Junior doctors, meanwhile, have argued that there is no association either representing or masterminding those who walked out. Instead, they argued they all resigned voluntarily. There is no legal precedent in Korea that states the act of quitting a job is an admitted refusal to a back-to-work order.

In late February, some junior doctors reportedly sought advice from the ILO over whether the government’s action against the junior doctors’ resignations could be deemed a violation of Seoul’s ILO Convention, which came into force in the country in April 2022. The ILO was not immediately reached for comment on the matter.

Whether the government’s order constitutes a violation of the ILO rules appears to be open to interpretation.

A legal expert in Seoul, quoted by Yonhap News, stated that the government’s refusal to accept the resignations itself is seen as “forced labor,” thus constituting a violation of international standards. Another contradictory idea is that Seoul’s order does not constitute a violation of the ILO rule because junior doctors are, by nature, not subject to forced labor.

The health ministry, meanwhile, said it would deploy 20 combat medics and 138 public health doctors to fill in the medical void at 20 medical institutions.

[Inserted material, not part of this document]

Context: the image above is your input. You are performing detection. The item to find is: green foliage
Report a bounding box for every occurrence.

Moreover, a combined 316.7 billion won from the state budget reserve and public health insurance fund will be spent to ward off crisis.

The Yoon administration has touted the quota hike as a crucial step to addressing the excessive workloads of medical interns and residents amid hospitals’ chronic staffing shortage, especially in essential fields like emergency medicine.

In 47 general hospitals in Korea, trainee doctors accounted for 37.5 percent of all of some 23,000 doctors there. These trainee doctors worked 77.7 hours a week on average. Yoon said on Wednesday during a pan-governmental emergency meeting, it is imperative to “upset the hospital operation structure” of general hospitals heavily relying on trainee doctors to sustain their operations.